Además de hablar de esos tres pueblos bonitos alrededor de Zadar, es imposible no mencionar a sus “hermanas mayores” Sibenik y Trogir, dos ciudades medievales que suelen quedar a la sombra de Dubrovnik o Split, pero que en realidad concentran parte de lo mejor de Croacia: cascos históricos amurallados, catedrales Patrimonio de la Humanidad por la UNESCO, fortalezas en lo alto de las colinas y paseos marítimos perfectos para rematar el día con una cerveza fría mirando al Adriático.
Zadar: punto de partida perfecto en la costa dálmata
Zadar es uno de los mejores campamentos base para explorar pueblos bonitos y rincones naturales de Dalmacia. Su casco antiguo, totalmente peatonal y asentado en una pequeña península, condensa dos milenios de historia: desde el Foro Romano hasta las murallas venecianas declaradas Patrimonio de la Humanidad, pasando por iglesias prerrománicas y plazas llenas de terrazas.
La visita suele arrancar en los restos del antiguo Foro Romano de Zadar, que fue el gran centro cívico de la ciudad en época imperial. Hoy quedan tramos de columnas y basamentos, pero el espacio sigue transmitiendo la idea de plaza monumental, sobre todo porque comparte escenario con algunas de las iglesias más emblemáticas de Zadar.
En uno de los lados del foro se levanta la Iglesia de San Donato, el edificio más icónico de la ciudad. Este templo circular, de estilo prerrománico del siglo IX, destaca por su planta redonda y por la sobriedad de su interior, que en ocasiones se usa incluso como sala de conciertos gracias a su buena acústica. En la fachada exterior todavía se conserva el llamado “pilar de la vergüenza”, donde antaño se encadenaba a los condenados para escarnio público.
Justo al lado se sitúa la iglesia y monasterio de Santa María, con su torre conocida como Torre de Koloman, levantada en honor al rey húngaro de Croacia. El conjunto actual es en buena parte una reconstrucción del siglo XX, ya que la zona sufrió bombardeos intensos en la Segunda Guerra Mundial, pero mantiene el aire monástico y alberga un museo de arte sacro. Frente a ella, el Museo Arqueológico de Zadar exhibe piezas que van desde la Prehistoria hasta los primeros asentamientos croatas.
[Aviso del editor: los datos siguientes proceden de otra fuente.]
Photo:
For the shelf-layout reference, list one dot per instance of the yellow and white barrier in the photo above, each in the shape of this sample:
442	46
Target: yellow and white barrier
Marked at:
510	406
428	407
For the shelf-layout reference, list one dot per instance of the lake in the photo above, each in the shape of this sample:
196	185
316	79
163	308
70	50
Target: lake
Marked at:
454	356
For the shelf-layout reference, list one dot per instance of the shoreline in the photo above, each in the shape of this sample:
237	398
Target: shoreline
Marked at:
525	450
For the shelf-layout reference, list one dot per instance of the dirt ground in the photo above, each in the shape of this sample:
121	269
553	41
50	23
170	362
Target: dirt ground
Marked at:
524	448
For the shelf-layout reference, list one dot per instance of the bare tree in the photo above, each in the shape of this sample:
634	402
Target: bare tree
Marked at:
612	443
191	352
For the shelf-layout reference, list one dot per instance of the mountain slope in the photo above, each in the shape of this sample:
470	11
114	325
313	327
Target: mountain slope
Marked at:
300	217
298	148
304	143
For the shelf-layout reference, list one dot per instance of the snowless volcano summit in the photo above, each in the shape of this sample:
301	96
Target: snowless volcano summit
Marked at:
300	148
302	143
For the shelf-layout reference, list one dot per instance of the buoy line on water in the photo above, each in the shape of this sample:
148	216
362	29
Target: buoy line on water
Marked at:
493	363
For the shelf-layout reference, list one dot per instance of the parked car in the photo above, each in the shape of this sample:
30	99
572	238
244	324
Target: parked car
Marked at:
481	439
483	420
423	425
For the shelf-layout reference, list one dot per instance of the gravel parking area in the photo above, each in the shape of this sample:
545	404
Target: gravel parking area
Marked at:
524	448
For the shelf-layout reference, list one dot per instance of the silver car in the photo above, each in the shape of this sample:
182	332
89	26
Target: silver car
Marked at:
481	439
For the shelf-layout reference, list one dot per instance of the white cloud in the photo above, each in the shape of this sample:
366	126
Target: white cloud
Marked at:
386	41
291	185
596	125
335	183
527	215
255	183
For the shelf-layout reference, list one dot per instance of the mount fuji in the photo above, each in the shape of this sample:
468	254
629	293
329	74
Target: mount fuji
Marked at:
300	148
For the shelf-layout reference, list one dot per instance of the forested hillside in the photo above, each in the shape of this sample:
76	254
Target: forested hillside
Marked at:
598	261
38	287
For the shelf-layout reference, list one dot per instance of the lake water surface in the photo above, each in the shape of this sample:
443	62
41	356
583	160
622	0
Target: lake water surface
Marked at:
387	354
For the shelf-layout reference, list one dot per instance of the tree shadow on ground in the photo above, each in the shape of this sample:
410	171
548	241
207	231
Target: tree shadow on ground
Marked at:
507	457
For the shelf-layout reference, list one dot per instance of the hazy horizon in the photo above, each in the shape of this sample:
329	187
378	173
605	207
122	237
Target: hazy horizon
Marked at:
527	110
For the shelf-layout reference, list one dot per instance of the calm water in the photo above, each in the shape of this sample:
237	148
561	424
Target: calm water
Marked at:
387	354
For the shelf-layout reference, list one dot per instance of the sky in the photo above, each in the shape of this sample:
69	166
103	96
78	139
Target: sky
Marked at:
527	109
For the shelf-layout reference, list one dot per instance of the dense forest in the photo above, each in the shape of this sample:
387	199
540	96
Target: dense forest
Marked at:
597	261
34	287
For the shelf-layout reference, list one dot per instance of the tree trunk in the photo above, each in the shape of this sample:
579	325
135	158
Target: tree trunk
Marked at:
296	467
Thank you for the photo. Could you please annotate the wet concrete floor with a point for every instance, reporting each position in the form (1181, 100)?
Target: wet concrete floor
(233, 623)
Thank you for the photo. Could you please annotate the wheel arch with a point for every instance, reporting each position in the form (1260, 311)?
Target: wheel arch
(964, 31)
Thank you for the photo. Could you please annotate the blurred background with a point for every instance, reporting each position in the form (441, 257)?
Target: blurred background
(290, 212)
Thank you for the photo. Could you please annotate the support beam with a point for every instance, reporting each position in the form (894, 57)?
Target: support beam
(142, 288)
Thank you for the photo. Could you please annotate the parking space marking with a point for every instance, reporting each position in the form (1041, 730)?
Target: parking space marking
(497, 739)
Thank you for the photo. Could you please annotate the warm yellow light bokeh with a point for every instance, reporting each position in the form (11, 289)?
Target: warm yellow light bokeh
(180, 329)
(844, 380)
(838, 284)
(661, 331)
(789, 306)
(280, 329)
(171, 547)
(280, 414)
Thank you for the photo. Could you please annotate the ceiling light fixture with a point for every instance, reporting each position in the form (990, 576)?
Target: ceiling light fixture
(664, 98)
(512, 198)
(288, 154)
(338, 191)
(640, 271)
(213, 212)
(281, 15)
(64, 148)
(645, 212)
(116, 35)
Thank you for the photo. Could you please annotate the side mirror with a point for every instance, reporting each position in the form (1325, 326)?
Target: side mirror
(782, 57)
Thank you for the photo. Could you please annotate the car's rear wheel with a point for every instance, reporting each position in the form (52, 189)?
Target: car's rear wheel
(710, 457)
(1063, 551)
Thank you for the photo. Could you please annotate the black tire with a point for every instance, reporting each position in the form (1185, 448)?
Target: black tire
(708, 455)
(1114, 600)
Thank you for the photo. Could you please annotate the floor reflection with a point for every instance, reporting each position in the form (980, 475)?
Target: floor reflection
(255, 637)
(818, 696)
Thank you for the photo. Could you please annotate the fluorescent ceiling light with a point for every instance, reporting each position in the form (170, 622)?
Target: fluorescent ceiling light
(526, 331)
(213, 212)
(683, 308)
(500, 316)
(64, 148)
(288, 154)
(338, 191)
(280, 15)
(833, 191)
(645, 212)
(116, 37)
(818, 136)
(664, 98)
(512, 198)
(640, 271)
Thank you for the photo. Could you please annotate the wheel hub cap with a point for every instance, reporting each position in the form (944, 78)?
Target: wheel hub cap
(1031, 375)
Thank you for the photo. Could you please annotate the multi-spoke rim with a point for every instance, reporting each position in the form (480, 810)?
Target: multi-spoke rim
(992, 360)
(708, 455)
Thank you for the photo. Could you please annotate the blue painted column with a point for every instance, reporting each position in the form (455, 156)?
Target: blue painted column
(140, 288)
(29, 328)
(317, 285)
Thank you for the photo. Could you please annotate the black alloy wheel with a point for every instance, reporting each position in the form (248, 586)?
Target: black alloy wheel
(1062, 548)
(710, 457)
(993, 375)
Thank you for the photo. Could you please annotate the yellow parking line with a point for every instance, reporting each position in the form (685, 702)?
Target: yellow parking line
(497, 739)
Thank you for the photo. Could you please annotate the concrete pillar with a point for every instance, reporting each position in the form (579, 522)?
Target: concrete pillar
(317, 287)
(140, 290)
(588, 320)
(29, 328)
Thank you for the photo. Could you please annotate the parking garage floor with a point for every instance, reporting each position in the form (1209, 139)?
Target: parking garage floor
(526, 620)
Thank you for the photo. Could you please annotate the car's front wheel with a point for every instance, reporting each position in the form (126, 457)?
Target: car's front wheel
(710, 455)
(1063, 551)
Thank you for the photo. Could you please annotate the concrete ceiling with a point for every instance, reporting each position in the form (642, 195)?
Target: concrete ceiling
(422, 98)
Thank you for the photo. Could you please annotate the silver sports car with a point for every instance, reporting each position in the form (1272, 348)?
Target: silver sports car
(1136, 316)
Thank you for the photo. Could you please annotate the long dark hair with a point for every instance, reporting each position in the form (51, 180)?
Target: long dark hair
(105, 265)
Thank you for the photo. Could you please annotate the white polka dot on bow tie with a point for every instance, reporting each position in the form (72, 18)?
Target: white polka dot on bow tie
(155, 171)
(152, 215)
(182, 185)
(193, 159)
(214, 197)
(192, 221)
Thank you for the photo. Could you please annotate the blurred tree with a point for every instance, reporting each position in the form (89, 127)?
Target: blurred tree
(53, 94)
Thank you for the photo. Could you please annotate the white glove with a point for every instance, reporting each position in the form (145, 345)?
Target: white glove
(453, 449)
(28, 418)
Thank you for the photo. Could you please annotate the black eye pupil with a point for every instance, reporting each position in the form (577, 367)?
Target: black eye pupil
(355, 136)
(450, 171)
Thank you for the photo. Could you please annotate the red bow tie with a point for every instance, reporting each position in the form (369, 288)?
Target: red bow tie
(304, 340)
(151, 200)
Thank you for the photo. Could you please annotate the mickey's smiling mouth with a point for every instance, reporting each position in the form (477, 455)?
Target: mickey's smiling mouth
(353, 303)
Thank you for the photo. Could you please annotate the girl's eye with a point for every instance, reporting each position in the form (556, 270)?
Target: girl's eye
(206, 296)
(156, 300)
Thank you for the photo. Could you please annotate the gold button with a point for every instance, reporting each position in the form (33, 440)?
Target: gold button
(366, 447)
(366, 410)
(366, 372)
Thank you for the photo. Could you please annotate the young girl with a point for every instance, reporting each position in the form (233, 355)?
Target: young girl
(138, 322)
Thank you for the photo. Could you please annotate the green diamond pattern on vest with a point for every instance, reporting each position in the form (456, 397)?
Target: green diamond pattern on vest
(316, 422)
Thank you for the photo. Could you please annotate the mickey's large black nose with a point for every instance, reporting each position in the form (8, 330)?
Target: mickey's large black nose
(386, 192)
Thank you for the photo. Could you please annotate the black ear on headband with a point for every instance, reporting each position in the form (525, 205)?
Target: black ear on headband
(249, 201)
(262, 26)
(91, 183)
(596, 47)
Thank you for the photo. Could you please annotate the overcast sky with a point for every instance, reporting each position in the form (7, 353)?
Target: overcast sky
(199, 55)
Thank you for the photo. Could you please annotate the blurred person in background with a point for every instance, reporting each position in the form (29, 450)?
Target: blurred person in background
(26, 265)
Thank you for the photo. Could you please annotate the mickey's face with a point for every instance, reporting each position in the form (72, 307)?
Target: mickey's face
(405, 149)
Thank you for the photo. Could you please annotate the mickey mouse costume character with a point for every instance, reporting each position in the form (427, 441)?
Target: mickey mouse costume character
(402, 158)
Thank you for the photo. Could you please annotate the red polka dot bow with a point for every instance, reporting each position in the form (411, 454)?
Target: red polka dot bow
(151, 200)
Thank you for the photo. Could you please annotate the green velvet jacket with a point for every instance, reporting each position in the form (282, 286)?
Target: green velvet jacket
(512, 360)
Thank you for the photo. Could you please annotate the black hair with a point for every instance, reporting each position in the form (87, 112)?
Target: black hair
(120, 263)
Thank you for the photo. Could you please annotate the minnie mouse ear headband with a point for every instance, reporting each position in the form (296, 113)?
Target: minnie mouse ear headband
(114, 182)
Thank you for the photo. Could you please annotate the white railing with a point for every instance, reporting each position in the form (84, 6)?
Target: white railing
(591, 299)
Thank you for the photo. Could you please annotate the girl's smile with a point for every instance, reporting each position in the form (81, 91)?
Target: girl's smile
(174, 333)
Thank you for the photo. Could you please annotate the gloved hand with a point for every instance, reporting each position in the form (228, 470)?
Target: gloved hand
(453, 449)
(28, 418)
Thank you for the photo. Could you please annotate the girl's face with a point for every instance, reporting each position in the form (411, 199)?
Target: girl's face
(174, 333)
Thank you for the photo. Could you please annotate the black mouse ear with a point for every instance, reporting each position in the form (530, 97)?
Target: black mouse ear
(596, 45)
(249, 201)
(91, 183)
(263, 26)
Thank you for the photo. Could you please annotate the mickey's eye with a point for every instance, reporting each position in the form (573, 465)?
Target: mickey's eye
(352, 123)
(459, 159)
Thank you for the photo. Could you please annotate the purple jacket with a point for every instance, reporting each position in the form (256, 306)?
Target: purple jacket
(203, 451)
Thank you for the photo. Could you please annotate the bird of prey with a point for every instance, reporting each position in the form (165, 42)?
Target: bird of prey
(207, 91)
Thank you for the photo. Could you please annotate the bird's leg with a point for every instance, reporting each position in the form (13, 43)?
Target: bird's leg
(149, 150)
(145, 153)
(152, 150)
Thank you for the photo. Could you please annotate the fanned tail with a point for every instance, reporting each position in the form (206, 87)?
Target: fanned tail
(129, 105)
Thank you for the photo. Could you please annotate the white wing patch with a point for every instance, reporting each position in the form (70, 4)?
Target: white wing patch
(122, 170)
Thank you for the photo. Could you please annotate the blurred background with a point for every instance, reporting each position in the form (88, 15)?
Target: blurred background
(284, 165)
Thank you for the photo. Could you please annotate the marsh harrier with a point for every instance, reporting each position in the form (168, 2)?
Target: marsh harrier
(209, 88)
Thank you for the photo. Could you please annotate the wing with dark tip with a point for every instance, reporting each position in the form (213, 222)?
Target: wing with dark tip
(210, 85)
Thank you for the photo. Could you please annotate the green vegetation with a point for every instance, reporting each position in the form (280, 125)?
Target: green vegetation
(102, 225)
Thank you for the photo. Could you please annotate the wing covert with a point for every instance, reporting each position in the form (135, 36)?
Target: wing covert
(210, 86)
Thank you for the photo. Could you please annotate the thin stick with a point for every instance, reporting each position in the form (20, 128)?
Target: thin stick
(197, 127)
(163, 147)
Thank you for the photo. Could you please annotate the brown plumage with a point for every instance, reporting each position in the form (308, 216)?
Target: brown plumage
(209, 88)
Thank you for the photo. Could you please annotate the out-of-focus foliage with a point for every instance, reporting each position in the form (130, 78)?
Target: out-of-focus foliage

La gran referencia religiosa de la ciudad es la Catedral de Santa Anastasia, la mayor de toda Dalmacia. Se construyó entre los siglos XII y XIV sobre una basílica paleocristiana anterior y mezcla elementos románicos y góticos. Su fachada de inspiración toscana es uno de los iconos del skyline de Zadar, y subir al campanario regala una panorámica estupenda del casco viejo, el puerto y las islas cercanas.
Para tomarle el pulso más local a Zadar, nada como acercarse a la Plaza del Pueblo, Narodni Trg. Es la plaza que mejor ha conservado su tejido histórico, rodeada por el Ayuntamiento, la Logia Municipal y la torre del reloj. Las terrazas toman casi todo el espacio, así que es un gran lugar para desayunar, tomar un café o hacer una parada a media tarde mientras la vida local pasa delante de tu mesa.
A unos minutos a pie se abre la Plaza de los Cinco Pozos, Trg Pet Bunara. Antes de que se construyera, aquí se encontraba parte del foso defensivo de la ciudad. Los venecianos levantaron cinco pozos alineados sobre una gran cisterna en el siglo XVI para garantizar el suministro durante los asedios, especialmente cuando las incursiones turcas inutilizaron acueductos y otras infraestructuras de agua.
En uno de los extremos de esta zona amurallada se encuentra la Puerta de Tierra o Porta Terraferma, accesible desde la plaza. Es una monumental puerta renacentista de 1543 que en su día daba paso a un puente levadizo sobre el foso. El relieve del león alado de San Marcos delata la huella de la República de Venecia y la convierte en uno de los grandes símbolos arquitectónicos de Zadar.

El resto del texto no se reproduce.